Der ehemalige israelische Regierungschef Benjamin Netanjahu hat laut einem Medienbericht das Schreddern von Dokumenten am Sonntag, kurz vor der Amtsübergabe an seinen Nachfolger Naftali Bennett, befohlen. Das berichtete die liberale israelische Zeitung Haaretz unter Berufung auf Mitarbeiter Netanjahus, die unbenannt blieben. Es sei unklar, wie viele Dokumente zerstört wurden oder welche Informationen sie enthielten.

Ein Sprecher Netanjahus wies die Vorwürfe vehement zurück, nannte den Bericht eine "totale Lüge" und deutete an, dass "so etwas nie passiert ist".

Das Büro des Premierministers, das nun von Bennett geleitet wird, erklärte, es sei "mit diesem Thema nicht vertraut", versprach aber, "die Details zu untersuchen".

Sollten die Vorwürfe bestätigt werden, könnte die Vernichtung von Dokumenten aus dem Büro des Premierministers als Verstoß gegen israelisches Recht gewertet werden, das vorschreibt, dass Papiere über Angelegenheiten ehemaliger Premierminister ordnungsgemäß gekennzeichnet und zur Ablage in ein Archiv gebracht werden, damit der nächste Premierminister und seine leitenden Beamten theoretisch darauf zugreifen können.

Die fraglichen Dokumente sollen sich im sogenannten "Aquarium" befunden haben. Es handelt sich dabei um einen speziellen, sterilen Bereich im Büro des Premierministers, in dem Büropläne, Papiere zum Tagesgeschäft und andere potenziell sensible Materialien aufbewahrt werden.

Gilad Kariv, ein Mitglied der Fraktion der Arbeitspartei im israelischen Parlament, die Teil der neuen Regierung ist, hat das Büro des Generalstaatsanwalts aufgefordert, eine Untersuchung über das angebliche Schreddern von Dokumenten anzuordnen und andere ausscheidende Netanjahu-Beamte zu zwingen, Papiere, die sich auf ihre früheren Regierungsämter beziehen, ihren Nachfolgern zu übergeben.
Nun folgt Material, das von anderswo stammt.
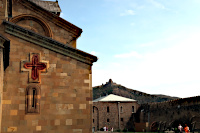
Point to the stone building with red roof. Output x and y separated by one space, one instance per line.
45 81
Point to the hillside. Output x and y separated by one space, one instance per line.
112 88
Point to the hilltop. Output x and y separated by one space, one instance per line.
112 88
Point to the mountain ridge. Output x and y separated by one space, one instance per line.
113 88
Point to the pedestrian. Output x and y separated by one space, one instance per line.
111 129
186 129
180 128
104 128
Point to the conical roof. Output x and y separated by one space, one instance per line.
48 5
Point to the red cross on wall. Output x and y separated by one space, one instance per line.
34 67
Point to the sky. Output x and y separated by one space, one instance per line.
152 46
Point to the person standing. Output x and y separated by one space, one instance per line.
104 128
180 128
186 129
111 129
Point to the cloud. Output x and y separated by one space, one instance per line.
128 55
94 53
62 15
171 71
132 24
156 4
127 13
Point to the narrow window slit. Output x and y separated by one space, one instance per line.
33 101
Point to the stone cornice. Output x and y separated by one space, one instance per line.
48 43
2 40
52 17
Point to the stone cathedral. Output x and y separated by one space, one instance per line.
45 81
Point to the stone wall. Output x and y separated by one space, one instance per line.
60 33
119 116
168 115
65 103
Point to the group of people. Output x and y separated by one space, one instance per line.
186 128
106 129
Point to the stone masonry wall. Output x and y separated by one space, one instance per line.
111 118
65 103
171 113
59 34
1 80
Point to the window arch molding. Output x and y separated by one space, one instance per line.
33 94
45 25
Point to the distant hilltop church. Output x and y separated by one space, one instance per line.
45 81
126 109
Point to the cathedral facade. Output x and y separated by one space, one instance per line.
45 81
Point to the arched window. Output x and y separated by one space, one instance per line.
108 110
33 99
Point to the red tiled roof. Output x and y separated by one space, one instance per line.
48 5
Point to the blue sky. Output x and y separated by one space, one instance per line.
151 46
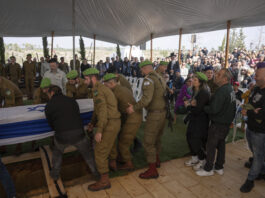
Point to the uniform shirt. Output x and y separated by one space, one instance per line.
154 89
77 66
124 82
13 71
77 91
45 66
40 97
64 67
9 93
105 107
57 78
29 69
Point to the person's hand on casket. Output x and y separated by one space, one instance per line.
90 127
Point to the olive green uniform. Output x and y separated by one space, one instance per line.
106 118
64 67
13 72
153 101
2 70
40 97
77 91
124 82
10 93
29 71
129 126
77 66
212 85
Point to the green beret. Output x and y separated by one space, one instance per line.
145 63
45 83
201 76
163 63
72 75
90 71
109 76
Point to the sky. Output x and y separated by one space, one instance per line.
207 39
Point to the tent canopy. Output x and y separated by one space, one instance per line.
126 22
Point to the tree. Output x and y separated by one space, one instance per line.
118 51
222 47
2 51
82 48
240 41
45 46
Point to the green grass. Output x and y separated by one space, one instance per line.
174 145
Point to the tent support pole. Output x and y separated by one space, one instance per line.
73 29
227 43
179 52
94 50
151 48
130 54
52 44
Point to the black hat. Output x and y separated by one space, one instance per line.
260 65
172 54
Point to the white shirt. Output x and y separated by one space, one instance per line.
57 78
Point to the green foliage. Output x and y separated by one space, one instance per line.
45 46
82 48
118 51
2 51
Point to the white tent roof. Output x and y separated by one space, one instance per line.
126 21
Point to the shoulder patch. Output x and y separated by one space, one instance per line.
95 93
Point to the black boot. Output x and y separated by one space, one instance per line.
247 186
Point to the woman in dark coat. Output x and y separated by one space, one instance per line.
197 130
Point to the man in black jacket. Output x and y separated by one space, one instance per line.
256 129
63 116
221 111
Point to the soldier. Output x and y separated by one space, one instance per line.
210 75
130 123
106 119
29 72
77 65
161 69
63 66
76 87
40 94
56 76
13 71
10 93
2 70
153 100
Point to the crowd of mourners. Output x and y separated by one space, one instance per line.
204 88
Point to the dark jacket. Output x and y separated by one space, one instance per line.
198 118
175 67
63 116
222 106
256 122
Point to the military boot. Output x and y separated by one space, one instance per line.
102 184
113 165
128 166
151 173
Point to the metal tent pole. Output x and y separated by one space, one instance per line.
227 43
179 52
151 48
73 29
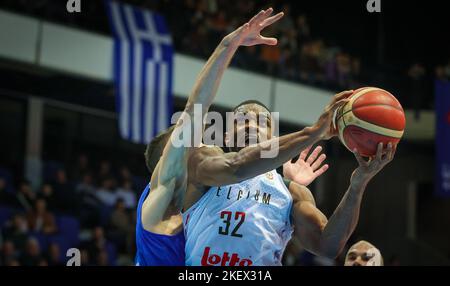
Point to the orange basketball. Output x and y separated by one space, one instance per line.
371 116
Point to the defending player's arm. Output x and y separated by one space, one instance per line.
213 167
328 237
169 176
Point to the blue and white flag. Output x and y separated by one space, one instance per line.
142 66
442 94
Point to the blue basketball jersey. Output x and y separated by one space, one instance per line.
157 249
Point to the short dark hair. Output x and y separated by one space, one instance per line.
251 101
155 148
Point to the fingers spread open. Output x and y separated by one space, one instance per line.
256 18
318 162
322 170
268 41
271 20
314 154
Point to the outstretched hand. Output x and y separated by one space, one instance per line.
249 34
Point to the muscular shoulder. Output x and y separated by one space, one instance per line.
300 193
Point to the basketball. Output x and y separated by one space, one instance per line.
371 116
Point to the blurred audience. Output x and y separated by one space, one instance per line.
40 219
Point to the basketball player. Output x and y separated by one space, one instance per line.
363 253
238 211
159 236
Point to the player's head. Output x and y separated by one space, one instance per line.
363 253
251 123
155 148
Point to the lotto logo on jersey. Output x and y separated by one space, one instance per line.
210 259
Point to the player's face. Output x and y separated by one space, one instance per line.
361 255
252 125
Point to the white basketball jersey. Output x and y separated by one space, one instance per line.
240 225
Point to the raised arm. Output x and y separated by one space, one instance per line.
169 177
328 237
213 167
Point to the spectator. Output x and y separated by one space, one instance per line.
105 170
106 194
303 29
125 174
84 257
102 258
8 253
64 193
6 198
15 230
127 194
88 201
32 254
25 197
41 220
97 243
47 193
120 227
53 255
81 166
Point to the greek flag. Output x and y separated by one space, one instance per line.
442 96
142 67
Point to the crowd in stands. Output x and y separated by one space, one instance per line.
299 56
92 209
302 55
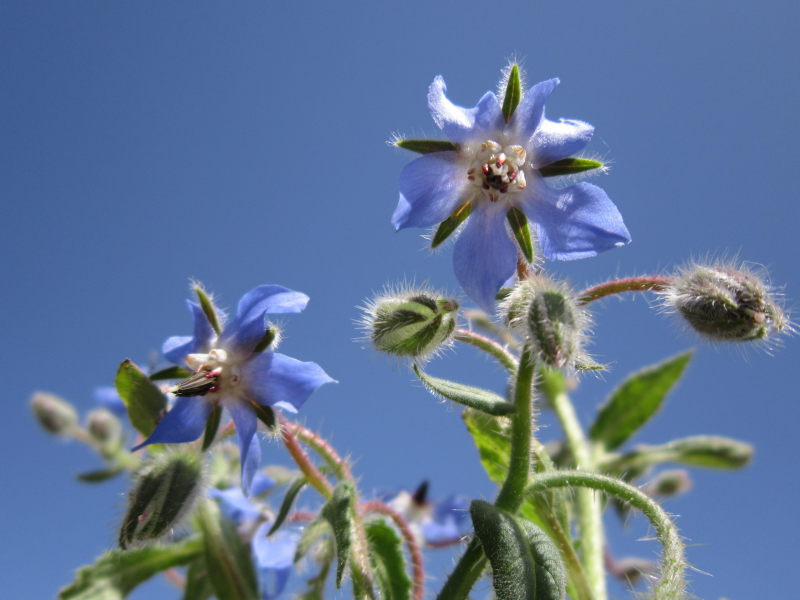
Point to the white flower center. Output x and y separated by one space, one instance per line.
498 170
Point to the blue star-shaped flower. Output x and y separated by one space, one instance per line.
496 167
230 372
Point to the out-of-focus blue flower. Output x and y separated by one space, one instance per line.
228 371
496 167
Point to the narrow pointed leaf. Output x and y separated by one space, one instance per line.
513 93
144 401
634 402
477 398
116 573
569 166
451 223
388 564
170 373
294 489
425 146
522 232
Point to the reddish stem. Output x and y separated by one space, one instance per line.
375 506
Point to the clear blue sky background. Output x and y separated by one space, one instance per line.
147 143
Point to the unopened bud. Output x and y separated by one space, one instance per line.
725 304
54 414
545 315
410 322
165 491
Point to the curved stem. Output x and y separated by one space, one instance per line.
411 542
618 286
671 584
488 345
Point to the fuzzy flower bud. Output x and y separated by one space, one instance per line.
414 322
165 491
545 315
54 414
725 304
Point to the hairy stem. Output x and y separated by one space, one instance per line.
671 585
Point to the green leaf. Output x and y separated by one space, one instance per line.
212 424
633 403
339 511
170 373
569 166
294 489
522 232
100 475
116 573
477 398
386 555
145 402
228 563
451 223
425 146
513 93
506 546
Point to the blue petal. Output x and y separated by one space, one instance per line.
184 423
574 222
275 379
484 256
244 417
431 188
530 112
464 124
557 140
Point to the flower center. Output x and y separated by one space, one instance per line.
498 170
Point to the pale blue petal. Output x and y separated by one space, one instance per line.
431 188
484 256
274 378
558 140
184 423
574 222
464 124
530 112
244 417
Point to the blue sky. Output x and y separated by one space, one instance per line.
145 144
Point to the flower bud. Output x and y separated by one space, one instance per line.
54 414
164 492
725 304
545 315
410 322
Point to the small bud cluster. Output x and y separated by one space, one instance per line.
543 312
413 322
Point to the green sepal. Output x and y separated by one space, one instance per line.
229 567
100 475
170 373
513 93
212 425
522 231
425 146
569 166
477 398
145 403
634 402
451 223
208 309
294 489
116 573
388 564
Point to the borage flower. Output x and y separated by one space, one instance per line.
493 173
238 370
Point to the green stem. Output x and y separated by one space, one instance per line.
671 585
589 508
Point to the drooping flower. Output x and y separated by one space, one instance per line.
234 370
494 174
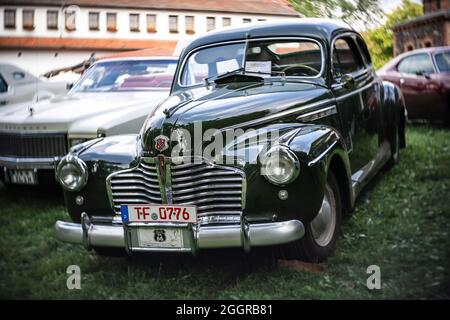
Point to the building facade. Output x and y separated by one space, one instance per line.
430 30
40 35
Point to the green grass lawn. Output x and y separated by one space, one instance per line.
400 223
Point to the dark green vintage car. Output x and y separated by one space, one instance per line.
269 134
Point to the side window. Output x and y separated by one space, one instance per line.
346 57
3 85
364 51
416 64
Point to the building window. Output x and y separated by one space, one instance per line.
151 23
71 17
210 23
173 24
28 19
94 21
111 22
189 24
226 22
134 22
52 19
10 19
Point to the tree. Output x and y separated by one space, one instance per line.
350 11
380 40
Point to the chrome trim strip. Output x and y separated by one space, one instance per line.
29 163
318 114
279 115
356 91
322 55
318 158
254 235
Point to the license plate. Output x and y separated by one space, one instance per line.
159 213
23 176
160 237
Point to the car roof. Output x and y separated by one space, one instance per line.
303 27
137 59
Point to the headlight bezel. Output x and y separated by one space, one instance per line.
288 154
80 165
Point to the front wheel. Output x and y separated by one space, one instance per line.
395 148
322 232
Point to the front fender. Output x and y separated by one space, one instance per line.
102 157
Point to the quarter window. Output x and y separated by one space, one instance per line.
28 19
443 61
111 22
52 19
134 22
346 58
93 20
226 22
210 23
189 24
173 24
151 23
71 20
3 85
416 64
10 18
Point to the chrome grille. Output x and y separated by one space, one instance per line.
139 185
26 145
217 191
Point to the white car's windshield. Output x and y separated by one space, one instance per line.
296 58
128 75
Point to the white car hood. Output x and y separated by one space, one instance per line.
82 113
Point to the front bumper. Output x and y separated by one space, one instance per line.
28 163
204 237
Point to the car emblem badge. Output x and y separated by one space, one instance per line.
161 143
159 235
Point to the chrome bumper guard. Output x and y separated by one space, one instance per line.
204 237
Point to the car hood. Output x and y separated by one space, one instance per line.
79 110
230 106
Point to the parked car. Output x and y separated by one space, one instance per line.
18 85
112 97
423 75
310 124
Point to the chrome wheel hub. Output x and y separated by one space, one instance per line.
324 223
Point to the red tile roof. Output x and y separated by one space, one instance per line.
159 47
269 7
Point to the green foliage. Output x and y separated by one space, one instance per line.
401 223
380 40
349 11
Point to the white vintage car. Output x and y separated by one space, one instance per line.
114 96
18 85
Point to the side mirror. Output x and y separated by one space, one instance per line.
347 80
423 74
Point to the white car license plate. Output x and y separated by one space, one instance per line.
159 213
23 177
160 237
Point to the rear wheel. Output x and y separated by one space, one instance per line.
322 232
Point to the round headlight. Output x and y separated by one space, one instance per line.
72 173
280 165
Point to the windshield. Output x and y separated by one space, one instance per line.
129 75
443 61
295 58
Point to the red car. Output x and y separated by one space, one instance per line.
424 78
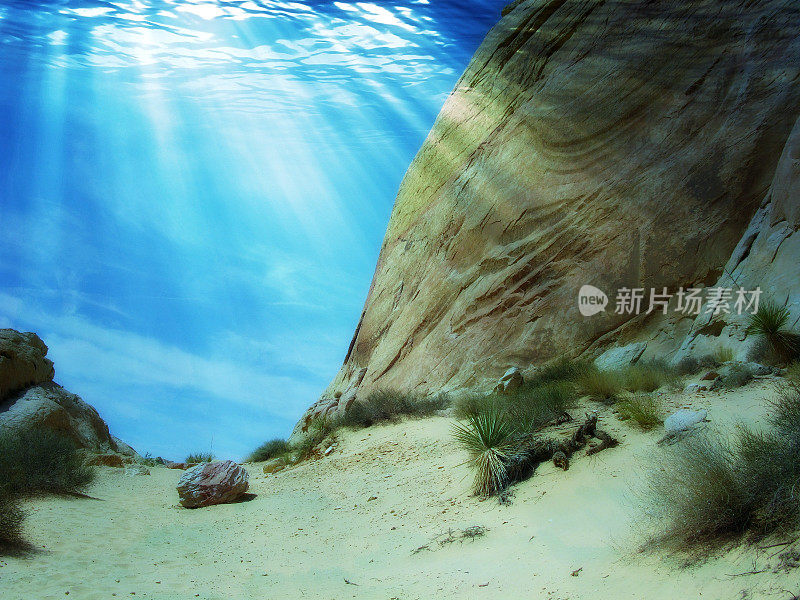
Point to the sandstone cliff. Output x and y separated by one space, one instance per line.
29 398
619 143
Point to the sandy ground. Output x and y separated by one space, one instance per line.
309 529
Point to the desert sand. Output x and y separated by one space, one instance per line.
360 514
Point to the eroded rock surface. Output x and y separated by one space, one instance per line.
617 144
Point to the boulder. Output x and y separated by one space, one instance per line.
211 483
23 362
52 407
684 419
620 357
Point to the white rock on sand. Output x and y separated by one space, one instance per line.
291 542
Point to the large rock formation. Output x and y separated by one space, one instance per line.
618 143
29 399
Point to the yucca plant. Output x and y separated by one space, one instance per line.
769 323
487 437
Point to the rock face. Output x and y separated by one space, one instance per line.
23 362
212 483
611 143
32 400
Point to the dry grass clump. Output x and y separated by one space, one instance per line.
271 449
35 462
199 457
386 405
487 437
643 409
710 492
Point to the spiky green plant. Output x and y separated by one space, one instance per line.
769 323
601 385
487 437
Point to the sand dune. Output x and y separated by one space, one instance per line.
312 527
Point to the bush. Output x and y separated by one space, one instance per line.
198 457
41 462
387 405
601 385
488 439
268 450
769 323
710 491
724 354
531 407
11 518
643 409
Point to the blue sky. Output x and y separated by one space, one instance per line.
193 195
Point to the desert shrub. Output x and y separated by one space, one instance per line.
601 385
529 408
38 461
198 457
699 494
724 354
386 405
318 430
487 437
561 369
643 409
268 450
11 518
710 491
793 373
769 323
735 376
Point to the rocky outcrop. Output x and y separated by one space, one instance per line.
617 144
766 257
33 401
23 362
212 483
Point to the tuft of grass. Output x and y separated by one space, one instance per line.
643 409
488 439
724 354
271 449
38 461
531 407
198 457
35 462
770 323
793 373
387 405
601 385
711 491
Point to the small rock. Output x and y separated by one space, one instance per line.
211 483
684 419
134 470
693 388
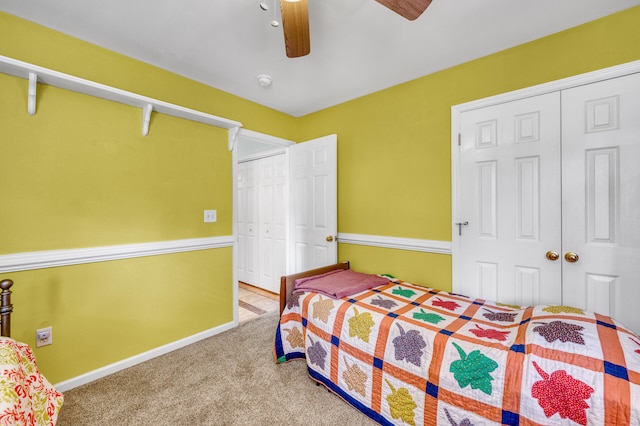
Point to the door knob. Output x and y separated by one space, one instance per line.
552 255
571 257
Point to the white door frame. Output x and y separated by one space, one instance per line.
457 110
272 145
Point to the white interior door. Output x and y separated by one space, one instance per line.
314 221
272 192
601 197
509 199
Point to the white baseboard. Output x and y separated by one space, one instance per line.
414 244
140 358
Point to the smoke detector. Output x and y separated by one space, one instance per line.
264 80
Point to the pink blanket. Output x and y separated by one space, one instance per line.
339 284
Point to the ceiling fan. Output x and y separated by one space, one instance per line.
295 21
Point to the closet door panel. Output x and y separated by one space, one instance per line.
601 197
510 197
272 187
247 223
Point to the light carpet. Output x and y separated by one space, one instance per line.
227 379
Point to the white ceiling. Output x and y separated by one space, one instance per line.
357 46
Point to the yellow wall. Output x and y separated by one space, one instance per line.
78 174
394 146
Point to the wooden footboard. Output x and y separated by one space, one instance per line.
287 281
5 308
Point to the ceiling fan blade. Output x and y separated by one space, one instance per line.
295 25
409 9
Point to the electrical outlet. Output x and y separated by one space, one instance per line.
210 215
44 336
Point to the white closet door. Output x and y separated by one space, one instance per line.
272 218
601 197
510 196
247 223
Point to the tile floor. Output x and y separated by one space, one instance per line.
254 302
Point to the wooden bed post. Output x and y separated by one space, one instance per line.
5 308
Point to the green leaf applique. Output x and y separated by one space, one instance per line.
360 325
431 317
473 369
563 309
406 292
401 404
355 378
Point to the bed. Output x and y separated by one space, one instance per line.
407 354
26 397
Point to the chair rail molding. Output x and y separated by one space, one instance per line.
413 244
51 258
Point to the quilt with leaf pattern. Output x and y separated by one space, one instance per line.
409 355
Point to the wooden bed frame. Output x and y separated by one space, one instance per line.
5 308
287 282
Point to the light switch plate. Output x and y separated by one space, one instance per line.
210 216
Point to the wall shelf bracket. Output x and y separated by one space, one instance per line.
31 96
146 118
233 135
36 74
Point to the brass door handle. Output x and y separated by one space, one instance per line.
571 257
552 255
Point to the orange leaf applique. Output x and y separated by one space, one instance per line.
560 393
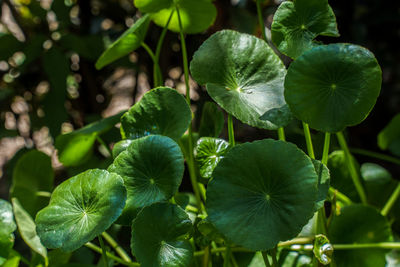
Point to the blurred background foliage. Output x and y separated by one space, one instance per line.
49 84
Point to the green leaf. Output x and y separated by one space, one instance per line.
208 152
296 24
129 41
196 15
340 174
161 111
160 236
389 137
333 86
75 148
80 209
262 193
323 183
32 173
27 228
359 224
212 120
246 78
7 228
152 168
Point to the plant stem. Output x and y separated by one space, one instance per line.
103 248
375 155
389 204
265 256
111 256
231 131
353 172
325 152
192 172
158 79
120 251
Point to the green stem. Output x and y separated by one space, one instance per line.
375 155
114 244
265 256
156 69
325 152
103 248
111 256
192 172
231 131
383 245
389 204
353 172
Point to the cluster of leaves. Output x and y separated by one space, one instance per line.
266 196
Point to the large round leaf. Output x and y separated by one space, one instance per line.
159 236
359 224
80 209
161 111
246 78
262 193
297 23
129 41
333 86
32 173
196 15
152 168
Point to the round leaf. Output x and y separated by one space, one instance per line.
80 209
246 78
209 151
161 111
297 23
262 193
196 15
129 41
333 86
359 224
152 168
159 236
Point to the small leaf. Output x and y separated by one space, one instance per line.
389 137
160 236
333 86
152 168
359 224
27 229
208 152
80 209
297 23
32 173
246 78
129 41
75 148
161 111
262 193
212 120
196 15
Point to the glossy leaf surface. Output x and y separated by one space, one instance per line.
297 23
129 41
208 152
244 76
196 15
27 228
32 173
152 168
256 200
333 86
359 224
161 111
80 209
160 236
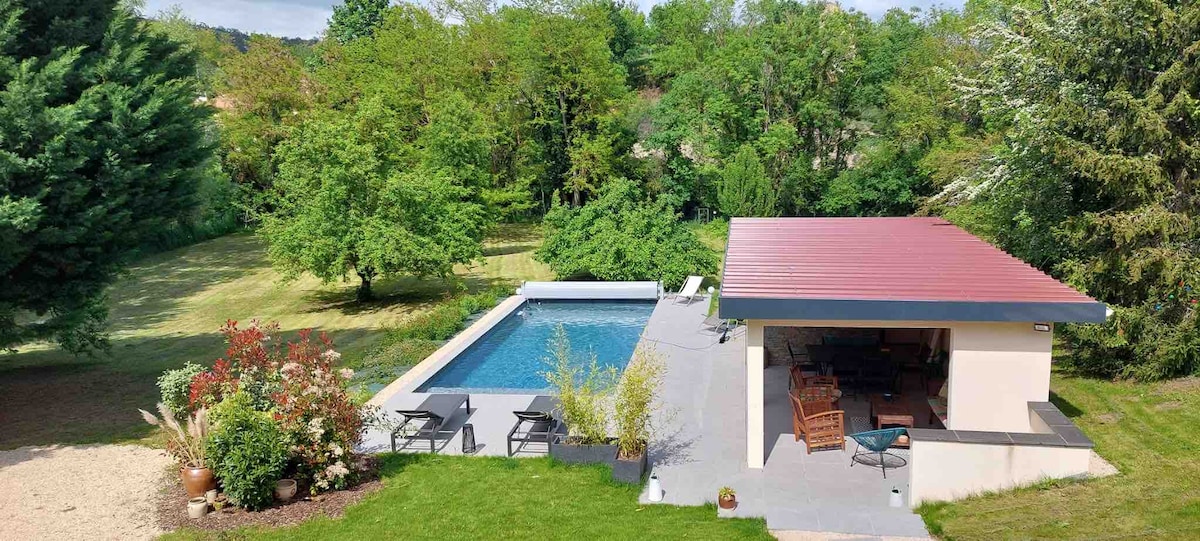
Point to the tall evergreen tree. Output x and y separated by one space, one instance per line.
1098 178
101 142
357 18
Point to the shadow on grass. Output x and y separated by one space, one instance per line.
1066 407
405 290
514 233
155 287
51 397
508 250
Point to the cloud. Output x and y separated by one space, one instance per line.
307 18
288 18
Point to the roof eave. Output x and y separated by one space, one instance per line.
733 307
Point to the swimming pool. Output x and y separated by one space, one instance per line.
511 356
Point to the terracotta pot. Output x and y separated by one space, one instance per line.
285 488
197 481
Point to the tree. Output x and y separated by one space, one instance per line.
265 89
101 143
621 236
745 190
348 205
355 19
1097 180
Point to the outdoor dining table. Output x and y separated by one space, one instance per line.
855 365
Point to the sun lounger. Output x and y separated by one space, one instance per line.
537 424
433 412
690 288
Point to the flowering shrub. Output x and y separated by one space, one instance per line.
299 390
211 385
317 413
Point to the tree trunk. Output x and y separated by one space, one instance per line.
365 275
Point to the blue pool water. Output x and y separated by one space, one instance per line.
511 356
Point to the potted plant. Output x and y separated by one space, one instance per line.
582 392
187 448
197 508
726 498
634 409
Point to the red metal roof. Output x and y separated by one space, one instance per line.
918 259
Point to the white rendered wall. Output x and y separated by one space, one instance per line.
755 409
996 370
947 470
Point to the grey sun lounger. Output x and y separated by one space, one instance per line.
543 425
433 412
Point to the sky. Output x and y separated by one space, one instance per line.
307 18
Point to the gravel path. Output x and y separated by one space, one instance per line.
81 492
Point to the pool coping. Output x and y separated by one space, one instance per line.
425 370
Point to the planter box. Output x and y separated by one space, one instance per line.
630 472
573 454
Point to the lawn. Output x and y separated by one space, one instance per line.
442 497
168 308
1147 431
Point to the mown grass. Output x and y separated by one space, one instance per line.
1147 431
168 308
441 497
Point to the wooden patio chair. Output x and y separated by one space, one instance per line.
810 392
823 430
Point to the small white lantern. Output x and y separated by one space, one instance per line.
654 491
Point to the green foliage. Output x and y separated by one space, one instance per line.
1093 181
101 144
510 498
745 190
247 451
583 390
619 236
357 18
174 386
264 91
347 205
635 402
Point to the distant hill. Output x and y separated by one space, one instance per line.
240 40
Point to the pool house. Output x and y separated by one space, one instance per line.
895 323
934 329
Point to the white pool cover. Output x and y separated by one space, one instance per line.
610 290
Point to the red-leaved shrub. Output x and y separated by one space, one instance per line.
300 386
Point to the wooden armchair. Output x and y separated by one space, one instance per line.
822 426
817 388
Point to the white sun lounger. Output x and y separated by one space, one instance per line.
690 288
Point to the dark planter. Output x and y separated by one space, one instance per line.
630 472
573 454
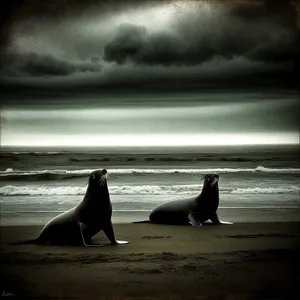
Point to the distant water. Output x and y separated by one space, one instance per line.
37 181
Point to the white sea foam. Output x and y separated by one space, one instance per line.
35 190
86 172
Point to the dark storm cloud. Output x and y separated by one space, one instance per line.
33 64
59 40
198 39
Um einen Kommentar zur angeblichen Vernichtung der Dokumente gebeten, bezeichnete der ehemalige Premierminister Ehud Olmert die mögliche Entwicklung als höchst unangemessen. "Ich habe am Ende meiner Amtszeit nicht einen einzigen Zettel geschreddert. Ich kann mich an kein einziges Dokument erinnern, das wir im Büro des Premierministers geschreddert haben ... Wir haben nicht einmal in Erwägung gezogen, irgendetwas anzurühren."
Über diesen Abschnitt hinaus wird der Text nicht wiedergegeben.